Between his 1991 debut and a violent death just a handful of years later, the iconic West Coast emcee and rap superstar known as 2Pac released five studio albums, more than a dozen music videos and starred in five movies.
Over that same period, he also survived being shot five times, served nine months in prison for sexual assault and had numerous other run-ins with law enforcement — including a fight where he shot two off-duty cops — and sent his mother to rehab for drug addiction. And in 1996, when his life ended in a barrage of bullets in Las Vegas, 2Pac — who was also largely known by his birth name Tupac Shakur — was in the middle of a raging, cross-country rap rivalry and was engaged to Quincy Jones’ daughter.
That’s a lot of life to pack into just five years. It’s also a lot to pack into a movie.
And although Hollywood has succeeded many times in re-telling complex, fast-paced tales like that of Shakur's tumultuous yet brief 25 years on the planet, the new biopic about his life, All Eyez on Me, fails fast and hard to show all that he was to hip-hop culture and the black community.
Instead of capturing the stark contradictions and duality of Shakur’s existence as a gun-toting, womanizing gangster and that of a pro-black poet/activist looking to lift up his community, the movie — released June 16, which would have been his 46th birthday — is little more than a watered-down, bland chronology of his life that’s plagued by equal parts under- and over-acting.

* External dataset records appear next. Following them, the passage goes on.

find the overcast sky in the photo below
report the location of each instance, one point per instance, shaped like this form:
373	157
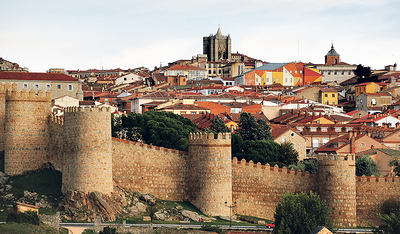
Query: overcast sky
82	34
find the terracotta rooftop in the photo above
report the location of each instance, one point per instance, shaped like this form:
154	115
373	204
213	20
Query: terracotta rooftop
36	76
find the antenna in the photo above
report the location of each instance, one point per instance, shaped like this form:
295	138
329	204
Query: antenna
298	48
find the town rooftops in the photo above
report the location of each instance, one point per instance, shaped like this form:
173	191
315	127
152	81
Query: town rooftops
36	76
184	67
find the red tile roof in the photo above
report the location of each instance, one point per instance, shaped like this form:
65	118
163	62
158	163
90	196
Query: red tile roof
36	76
184	67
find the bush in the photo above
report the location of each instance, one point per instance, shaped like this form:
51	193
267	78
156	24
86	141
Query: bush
108	230
27	217
391	206
300	214
208	227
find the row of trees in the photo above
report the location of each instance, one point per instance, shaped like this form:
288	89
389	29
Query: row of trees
252	142
156	128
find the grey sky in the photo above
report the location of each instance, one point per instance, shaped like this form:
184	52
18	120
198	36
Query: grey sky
127	34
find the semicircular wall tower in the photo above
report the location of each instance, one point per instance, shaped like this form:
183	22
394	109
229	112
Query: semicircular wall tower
87	150
210	179
26	130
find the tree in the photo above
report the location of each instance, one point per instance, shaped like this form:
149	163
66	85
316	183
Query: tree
287	154
218	125
300	214
390	224
362	72
395	163
252	129
366	166
261	151
310	165
157	128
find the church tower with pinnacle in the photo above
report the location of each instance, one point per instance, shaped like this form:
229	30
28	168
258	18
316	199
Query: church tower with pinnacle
217	47
332	57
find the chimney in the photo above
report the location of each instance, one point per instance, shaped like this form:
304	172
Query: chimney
353	143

Opening with a prison interview with a Rolling Stone reporter, the film uses that setting as a backdrop to anchor flashbacks from Shakur’s life as he pushes through life difficulties such as having the FBI raid his childhood home on Christmas day and being shuffled around the country with his sister as his mother begins to slip away just as he is launching his rap career.
While there are a few good parts, such as reenactments of concerts and recording studio scenes, details like bad lip-syncing from Demetrius Shipp Jr., who plays Shakur, and overzealous acting by Danai Gurira, who plays his mother, tend to distract from the film.
And rather than trying to pack in every fight and feud he had from birth to death, director Benny Boom should have cherry-picked and dug into the pivotal points of Shakur’s life, such as the interactions with his mother or the struggle with friend-turned-enemy and fellow rapper Notorious B.I.G., to establish meaningful milestones.
What’s troubling about this flat attempt at capturing Shakur’s life is that recent rap biopics — for example, Notorious, about the life and death of B.I.G., and Straight Outta Compton, about the pioneering gangster rap group N.W.A. — were so well executed — we know it can be done.
In the end, fans are better off with the autobiography ‘Pac left us in his music and the many on- and off-camera interviews he did in the short time we had him.